La morale è che nell’Eurozona, ovvero nel club dei Paesi che hanno adottato la moneta unica, le paghe italiane dei comparti più strategici sono al dodicesimo posto su diciassette. «Una ragione è nella competitività stagnante – spiega una fonte europea -. La crescita della produttiva oraria in Italia è rimasta ferma dal 2000 al 2010 con evidenti riflessi sulla formazione del reddito». Questo non è successo per gli spagnoli e, sino al crac del 2009, non era il caso nemmeno per i greci. Si osserva che entrambi i Paesi hanno poi frenato più significativamente del nostro, mettendo in mostra squilibri di fondo ancora più gravi. Ma il dato, per la sua valenza relativa, resta comunque sul tavolo.
Le cifre sono contenute nel rapporto annuale sul lavoro che Eurostat, l’istituto di statistiche Ue, ha pubblicato in autunno e l’Ansa ha rilanciato ieri. Il volume non sottolinea solo il ridotto valore relativo del salario italiano, ma attira l’attenzione anche sulla variazione più contenuta rispetto alle economie più pesanti. Dal 2005 al 2009 le retribuzioni industria/servizi sono cresciute del 3,3%, un quinto rispetto all’Olanda, un terzo sulla Francia (10), circa la metà della Germania (6,2). Molto meno dell’inflazione che nel 2008-9 ha provocato un aumento dei prezzi 3,6 punti, mentre l’economia ne perdeva 6,3. Gli altri grandi hanno fatto meglio. Di nuovo, spiegano a Bruxelles, «per merito di una maggiore produttività».

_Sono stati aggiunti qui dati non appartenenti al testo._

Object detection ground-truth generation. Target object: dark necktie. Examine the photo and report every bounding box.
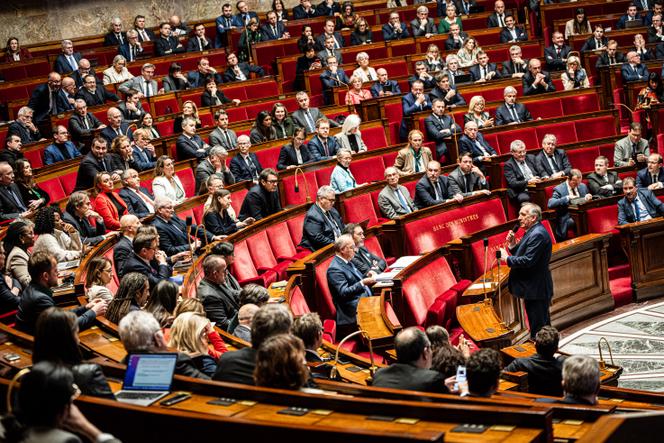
[509,104,520,123]
[245,156,258,179]
[117,33,123,44]
[144,80,151,97]
[464,174,471,193]
[556,46,561,57]
[325,211,341,238]
[548,155,559,173]
[322,138,329,157]
[434,180,442,200]
[222,130,231,147]
[6,187,26,211]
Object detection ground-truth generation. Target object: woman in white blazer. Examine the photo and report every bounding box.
[334,113,367,153]
[152,155,186,204]
[103,55,134,85]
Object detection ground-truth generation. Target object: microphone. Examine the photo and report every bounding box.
[481,237,490,291]
[186,216,193,252]
[512,222,520,233]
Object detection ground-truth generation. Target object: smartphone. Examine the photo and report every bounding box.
[160,392,191,407]
[454,365,467,394]
[3,353,20,362]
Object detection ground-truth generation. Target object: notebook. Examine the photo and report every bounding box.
[115,353,178,406]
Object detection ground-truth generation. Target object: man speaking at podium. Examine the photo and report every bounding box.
[505,203,553,339]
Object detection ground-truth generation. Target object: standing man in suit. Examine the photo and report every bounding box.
[487,0,507,27]
[195,146,235,194]
[53,40,81,74]
[469,51,502,82]
[291,91,338,135]
[637,153,664,189]
[74,137,117,192]
[261,11,290,40]
[499,15,528,43]
[523,59,556,95]
[614,122,650,167]
[504,139,540,205]
[308,118,339,161]
[326,234,375,334]
[378,167,416,219]
[383,12,410,41]
[187,24,213,52]
[424,98,461,161]
[0,162,34,221]
[223,51,265,82]
[68,99,105,146]
[415,160,463,208]
[448,151,491,197]
[238,168,282,221]
[232,0,259,28]
[621,51,650,82]
[118,169,155,219]
[400,81,432,141]
[544,32,571,71]
[209,110,238,151]
[344,223,387,277]
[548,169,592,240]
[215,3,236,47]
[27,72,70,127]
[119,63,159,98]
[372,327,446,393]
[587,156,622,198]
[154,22,185,57]
[535,134,572,178]
[506,203,553,339]
[495,86,533,125]
[43,126,82,166]
[370,68,401,97]
[300,185,345,251]
[618,177,664,224]
[230,135,262,182]
[458,121,497,169]
[75,75,120,107]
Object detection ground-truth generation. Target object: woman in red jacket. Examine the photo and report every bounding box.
[91,171,127,231]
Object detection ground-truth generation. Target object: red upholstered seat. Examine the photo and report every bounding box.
[255,145,282,171]
[230,187,248,215]
[575,116,617,141]
[140,179,153,194]
[561,94,600,114]
[496,128,538,152]
[527,99,563,120]
[191,204,204,228]
[586,205,619,234]
[38,178,66,202]
[223,107,248,122]
[382,151,398,167]
[267,222,309,261]
[59,171,78,195]
[154,119,174,137]
[315,166,334,189]
[246,231,290,280]
[24,149,43,169]
[349,157,386,185]
[150,93,179,116]
[566,147,600,173]
[364,236,388,263]
[342,193,381,226]
[220,85,248,101]
[536,122,577,146]
[313,255,336,321]
[232,239,277,287]
[281,172,318,206]
[286,213,306,246]
[175,169,196,197]
[609,264,632,307]
[178,208,196,224]
[361,126,389,150]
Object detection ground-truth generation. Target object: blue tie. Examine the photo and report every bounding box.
[348,262,372,297]
[633,201,641,222]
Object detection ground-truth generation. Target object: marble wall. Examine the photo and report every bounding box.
[0,0,298,46]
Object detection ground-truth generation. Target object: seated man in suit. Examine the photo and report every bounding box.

Il dato va preso con le molle. Nello stesso quinquennio, in Spagna i salari sono aumentati del 29,4%, in Portogallo del 22, e si è visto che fine hanno fatto. Per la Grecia manca il dato 2005, altro presagio statistico inquietante, visto che sui numeri inesatti forniti a Eurostat a proposito del deficit si è costruita la crisi drammatica che ancora attanaglia Atene. Detto questo, il documento regala nel complesso il quadro di un’Europa ancora lontana dall’essere composta di Paesi che s’assomigliano. Nei Baltici il reddito annuo è inferiore ai 9 mila euro, in Polonia supera appena i 10 mila, in Bulgaria siamo a 4500, il doppio rispetto a prima dell’ingresso nell’Ue. Negli ultimi due anni la situazione dovrebbe comunque essere cambiata. I numeri sono così, bisogna esaminarli con cautela. Vale per quello sul differenziale salariale fra uomini e donne italiani, appena il 5%, parecchio sotto la media europea. Un successo? Non proprio. E’ il bassissimo tasso di occupazione "rosa" a contenere lo spread. Succede lo stesso in Polonia, Portogallo, Bulgaria e Malta. Tutti sistemi in cui le signore e signorine che restano a casa sono la maggioranza.